PET imaging of synaptic vesicle glycoprotein 2 subtype A for neurological recovery in ischemic stroke.

Purpose: [ ¹⁸ F]SynVesT-1 is a novel radiopharmaceutical for assessing synaptic density in vivo. This study aims to investigate the potential of [ ¹⁸ F]SynVesT-1 positron emission tomography (PET) in evaluating neurological recovery in the rat model of ischemic stroke, and to compare its performance with [ ¹⁸ F]FDG PET.
Methods: Sprague-Dawley rats were subjected to photothrombotic cerebral infarction, and safinamide was administered intraperitoneally from day 3 to day 14 post-stroke to alleviate neurological deficits. Cylinder test and forelimb placing test were performed to assess the neurological function. MRI, [ ¹⁸ F]SynVesT-1 PET/CT and [ ¹⁸ F]FDG PET/CT imaging were used to evaluate infarct volume, synaptic density, and cerebral glucose metabolism pre- and post-treatment. [ ¹⁸ F]SynVesT-1 and [ ¹⁸ F]FDG PET images were compared using Statistical Parametric Mapping (SPM) and region of interest (ROI)-based analysis. Post-mortem histological analysis was performed to validate PET images.

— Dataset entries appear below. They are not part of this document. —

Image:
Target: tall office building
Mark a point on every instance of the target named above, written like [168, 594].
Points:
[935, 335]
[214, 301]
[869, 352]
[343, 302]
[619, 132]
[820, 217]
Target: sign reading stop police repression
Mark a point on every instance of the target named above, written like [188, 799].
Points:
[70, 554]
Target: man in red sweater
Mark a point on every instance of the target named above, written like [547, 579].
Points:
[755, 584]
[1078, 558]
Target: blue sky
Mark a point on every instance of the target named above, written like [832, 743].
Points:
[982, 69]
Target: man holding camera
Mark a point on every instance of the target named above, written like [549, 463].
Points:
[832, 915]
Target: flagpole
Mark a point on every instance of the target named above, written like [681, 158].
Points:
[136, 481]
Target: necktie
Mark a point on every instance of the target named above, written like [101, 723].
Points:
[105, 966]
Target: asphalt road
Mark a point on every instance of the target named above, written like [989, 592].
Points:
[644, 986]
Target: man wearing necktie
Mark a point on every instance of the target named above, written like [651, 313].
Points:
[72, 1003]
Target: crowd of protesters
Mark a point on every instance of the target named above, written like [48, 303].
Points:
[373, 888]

Results: Safinamide treatment improved behavioral outcomes in stroke-damaged rats. Both [ ¹⁸ F]SynVesT-1 and [ ¹⁸ F]FDG PET detected stroke-induced injury, with the injured region being significantly larger in [ ¹⁸ F]FDG PET than in [ ¹⁸ F]SynVesT-1 PET. Compared with the saline group, radiotracer uptake in the injured area significantly increased in [ ¹⁸ F]SynVesT-1 PET after safinamide treatment, whereas no notable change was observed in [ ¹⁸ F]FDG PET. Additionally, [ ¹⁸ F]SynVesT-1 PET imaging showed a better correlation with neurological function recovery than [ ¹⁸ F]FDG PET. Post-mortem analysis revealed increased neuronal numbers, synaptic density, and synaptic neuroplasticity, as well as decreased glia activation in the stroke-injured area after treatment.
Conclusion: [ ¹⁸ F]SynVesT-1 PET effectively quantified spatiotemporal dynamics of synaptic density in the rat model of stroke, and showed different capabilities in detecting stroke injury and neurological recovery compared with [ ¹⁸ F]FDG PET. The utilization of [ ¹⁸ F]SynVesT-1 PET holds promise as a potential non-invasive biomarker for evaluating ischemic stroke in conjunction with [ ¹⁸ F]FDG PET.
(© 2024. The Author(s), under exclusive licence to Springer-Verlag GmbH Germany, part of Springer Nature.)